Ustedes recuerdan aquella escena de Parque
Jurásico: el multimillonario John Hammond ordena detener los todoterrenos; sus
ojos brillan de júbilo. El doctor Alan Grant no se ha dado cuenta
del súbito arrebato del anciano. Cariacontecido, apenas atiende a sus
compañeros de viaje. No sabe qué demonios hace él, un paleontólogo de
prestigio, en esa isla remota. De pronto, algo capta su interés. La cámara se
centra en un primerísimo plano de su rostro, que transmite la solemne intensidad
del momento; durante unos instantes, Grant conserva el rictus grave, como si su
temple se resistiera a ceder de inmediato bajo el violento choque de lo real.
Primero, avisa a su pareja, la paleobotánica Ellie Satller, que también está en
Babia. Ante ellos, un imponente ejemplar de braquiosaurio, especie extinta hace
ciento cincuenta millones de años, que mordisquea apaciblemente las hojas de un
árbol gigantesco.
He pensado mucho últimamente en Alan Grant.

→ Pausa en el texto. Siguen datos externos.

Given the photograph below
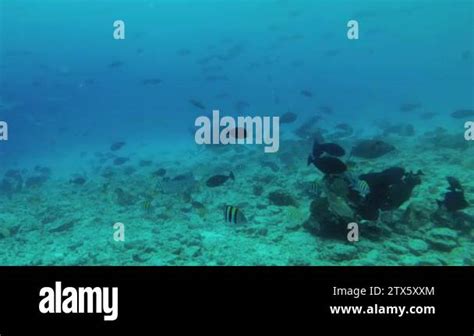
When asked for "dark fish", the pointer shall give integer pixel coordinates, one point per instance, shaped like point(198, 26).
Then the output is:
point(454, 199)
point(218, 180)
point(463, 113)
point(117, 145)
point(197, 104)
point(408, 107)
point(234, 215)
point(151, 81)
point(454, 184)
point(328, 148)
point(306, 93)
point(78, 181)
point(288, 118)
point(389, 189)
point(329, 165)
point(387, 177)
point(120, 161)
point(197, 205)
point(372, 149)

El científico, como se nos presenta al inicio de la cinta, vive entre el barro
y el polvo de sus excavaciones, asido a una vocación amenazada por la escasez
de fondos. Todo lo que sabe de los dinosaurios lo ha ordenado en su memoria, a través de fósiles y muchas anotaciones.
Grant se esfuerza en la reelaboración de un relato que el tiempo ha sepultado.
Pienso en Grant y se me ocurre que algo
parecido podría estar pasándoles hoy a los historiadores que han trabajado
durante los últimos años en la seguridad de la tierra firme, ya sin los cantos
de sirena de los totalitarismos. Pese a la proximidad con el terrible siglo XX,
creyeron habitar una época más amable. Todos los monstruos habían sido
derrotados; los países prósperos apostaban por un cosmopolitismo abierto y
convencido del valor de la vida humana.
Pero hoy nos dicen que las muchachas de Balthus
son incompatibles con la inocencia, que ‘El origen del mundo’ de Courbet debe ocultarse y
que la ‘Lolita’ de Nabokov canta, en realidad, a todos los
Humbert Humbert. La ofensa de la carne descubierta, como emblemática
excusa del poder y de la censura.
Hemos visto también la verdad suspendida por
una revolución a la que le sobra la presunción de inocencia. Hemos comprobado
el actual peso de la lealtad en linchamientos mediáticos, apenas discutidos,
donde no cabe esperar valientes palabras de aliento. No quedan versos sueltos, amistades
en medio de las tormentas políticas. Los historiadores se encuentran hoy con un
entorno de represión rediviva, de pérdida de humanidad y de identidades inflamadas.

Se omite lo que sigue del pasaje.